The Paducah cleanup was expected to be hastened when DOE named a separate overseer, but critics say DOE is still slowing the work.
By Joe Walker email@example.com
The department missed a July 15 deadline to approve starting preliminary design of a project to convert into safer material about 54,000 spent uranium hexafluoride (UF6) cylinders at Paducah and its closed sister plant in Piketon, Ohio. Each passing day lessens the time that contractor Uranium Disposition Services has to meet a congressional milestone of starting groundbreaking a year from now.
"We haven't gotten an explanation for the delay, just that it's at DOE headquarters in Washington," said Dick Veazey, UDS project manager. "I think there is some uncertainty on their part as to what approval level it would take to do that. Our only concern is that if we don't get started soon, it could result in a slip in schedule."
In early 2002, DOE named Bill Murphie to oversee plant cleanup at Paducah and Piketon amid attempts to reach an agreement with state and federal environmental regulators to hasten the process. Last week, Congress chastised all those involved for lack of cooperation, and DOE faces a potential $26 million cut in cleanup spending at Paducah because of it.
When Murphie took the job, the Kentucky congressional delegation added pressure on DOE to eliminate a huge layer of bureaucracy by removing the plants from control of its sprawling Oak Ridge, Tenn., operations office. The idea was to give Murphie direct accountability to DOE headquarters in Washington, D.C.
The Energy Department finally formalized the plan two months ago by establishing a Lexington office between Paducah and Piketon and nearer state regulators in Frankfort. Ken Wheeler, chairman of the Greater Paducah Economic Development Council, said his organization is disappointed in the results since Murphie was appointed.
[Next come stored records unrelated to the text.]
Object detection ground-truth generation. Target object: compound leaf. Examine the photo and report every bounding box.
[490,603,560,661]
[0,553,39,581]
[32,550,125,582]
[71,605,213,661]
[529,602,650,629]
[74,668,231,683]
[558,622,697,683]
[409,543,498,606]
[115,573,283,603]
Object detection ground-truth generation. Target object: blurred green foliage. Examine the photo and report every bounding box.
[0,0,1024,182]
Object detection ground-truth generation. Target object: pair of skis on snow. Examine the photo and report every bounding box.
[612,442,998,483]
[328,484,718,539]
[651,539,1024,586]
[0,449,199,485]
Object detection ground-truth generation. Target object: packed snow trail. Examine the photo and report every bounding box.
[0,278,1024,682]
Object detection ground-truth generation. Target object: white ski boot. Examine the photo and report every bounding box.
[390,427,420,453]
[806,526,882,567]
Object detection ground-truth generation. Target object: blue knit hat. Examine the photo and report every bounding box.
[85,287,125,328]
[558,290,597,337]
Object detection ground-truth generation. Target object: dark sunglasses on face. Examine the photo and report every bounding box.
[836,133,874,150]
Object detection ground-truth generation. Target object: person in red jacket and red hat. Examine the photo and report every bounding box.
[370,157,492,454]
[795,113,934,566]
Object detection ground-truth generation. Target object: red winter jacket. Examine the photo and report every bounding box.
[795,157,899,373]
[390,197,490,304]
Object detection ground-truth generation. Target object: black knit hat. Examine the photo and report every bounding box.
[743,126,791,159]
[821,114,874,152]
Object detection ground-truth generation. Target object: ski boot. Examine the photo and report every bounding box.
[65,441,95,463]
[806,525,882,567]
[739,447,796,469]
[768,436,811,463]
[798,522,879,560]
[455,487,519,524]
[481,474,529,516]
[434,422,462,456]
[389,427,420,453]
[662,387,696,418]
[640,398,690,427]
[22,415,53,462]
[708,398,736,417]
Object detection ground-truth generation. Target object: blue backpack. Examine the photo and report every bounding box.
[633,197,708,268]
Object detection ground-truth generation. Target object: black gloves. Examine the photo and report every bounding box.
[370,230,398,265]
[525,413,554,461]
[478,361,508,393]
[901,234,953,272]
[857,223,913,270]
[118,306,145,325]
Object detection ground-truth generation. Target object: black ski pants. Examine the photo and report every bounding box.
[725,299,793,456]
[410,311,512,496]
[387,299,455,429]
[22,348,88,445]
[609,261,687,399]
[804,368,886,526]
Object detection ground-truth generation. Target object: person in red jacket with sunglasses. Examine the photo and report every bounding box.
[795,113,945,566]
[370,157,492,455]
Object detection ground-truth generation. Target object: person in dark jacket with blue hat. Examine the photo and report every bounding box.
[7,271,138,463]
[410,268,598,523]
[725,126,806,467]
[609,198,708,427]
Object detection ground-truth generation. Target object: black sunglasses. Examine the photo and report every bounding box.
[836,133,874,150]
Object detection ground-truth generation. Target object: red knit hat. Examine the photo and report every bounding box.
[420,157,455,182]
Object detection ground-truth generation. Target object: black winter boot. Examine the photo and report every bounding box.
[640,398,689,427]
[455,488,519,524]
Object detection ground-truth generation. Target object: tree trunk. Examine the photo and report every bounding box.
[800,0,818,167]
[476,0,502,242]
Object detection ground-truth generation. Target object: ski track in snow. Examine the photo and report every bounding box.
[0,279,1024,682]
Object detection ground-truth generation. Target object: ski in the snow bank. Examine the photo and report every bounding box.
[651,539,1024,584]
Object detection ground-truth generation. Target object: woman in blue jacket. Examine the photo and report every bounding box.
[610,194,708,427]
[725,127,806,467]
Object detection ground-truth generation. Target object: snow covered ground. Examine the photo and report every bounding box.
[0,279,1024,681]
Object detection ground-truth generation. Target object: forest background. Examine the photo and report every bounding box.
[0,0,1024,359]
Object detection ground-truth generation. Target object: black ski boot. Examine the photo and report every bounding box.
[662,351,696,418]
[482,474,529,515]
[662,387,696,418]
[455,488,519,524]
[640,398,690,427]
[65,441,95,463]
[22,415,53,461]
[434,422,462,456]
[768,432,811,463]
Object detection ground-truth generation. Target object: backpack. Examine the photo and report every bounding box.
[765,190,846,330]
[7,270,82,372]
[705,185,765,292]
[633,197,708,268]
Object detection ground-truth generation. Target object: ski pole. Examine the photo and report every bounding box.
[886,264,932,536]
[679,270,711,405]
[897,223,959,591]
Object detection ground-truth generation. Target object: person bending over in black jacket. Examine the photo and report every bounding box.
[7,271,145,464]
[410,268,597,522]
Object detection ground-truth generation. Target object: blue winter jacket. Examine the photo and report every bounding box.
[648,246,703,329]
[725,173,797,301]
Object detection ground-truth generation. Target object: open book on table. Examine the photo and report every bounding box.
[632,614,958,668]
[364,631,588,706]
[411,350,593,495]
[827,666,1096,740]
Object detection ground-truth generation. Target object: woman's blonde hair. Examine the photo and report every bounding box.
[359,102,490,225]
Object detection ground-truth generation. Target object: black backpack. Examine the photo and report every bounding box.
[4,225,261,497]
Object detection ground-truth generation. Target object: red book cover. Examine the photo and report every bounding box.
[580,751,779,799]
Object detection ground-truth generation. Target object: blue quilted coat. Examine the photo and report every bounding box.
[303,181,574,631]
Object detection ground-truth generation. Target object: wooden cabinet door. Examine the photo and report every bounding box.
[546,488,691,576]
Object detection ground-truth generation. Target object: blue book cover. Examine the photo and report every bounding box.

Wheeler said he is impressed with Murphie and his efforts but concerned that the huge DOE bureaucracy hasn't changed.
"What irks me is, the community was certainly led to believe the new office would help accelerate the cleanup activities," he said. "Frankly, so far, we've seen no evidence of that."
Attempts to reach Murphie on Thursday were unsuccessful. DOE spokeswoman Dolline Hatchett said she could not respond because the appropriate department officials were unavailable.
Congress mandated the conversion project in 1998, but the Office of Management and Budget argued that only one plant was needed, and some DOE officials claimed the law did not require construction of even one plant. After four years of delays, Congress passed strongly worded language last summer giving DOE about a month to award a contract.
The new legislation requires construction to start by July 31, 2004, six months after the date set in the original law. It also requires DOE to seek adequate annual funding to ensure completion of the project, estimated at $1 billion to build two plants and run them about 20 years.
Each plant is expected to create hundreds of construction jobs and about 150 long-term jobs converting billions of pounds of hazardous, corrosive material. There are about 38,000 cylinders at Paducah and about 16,000 at Piketon.
DOE requested $45 million for the Paducah conversion plant in fiscal year 2004, which starts Oct. 1. A House bill met that request, and a Senate bill added $10 million. The difference will be worked out by the conference committee.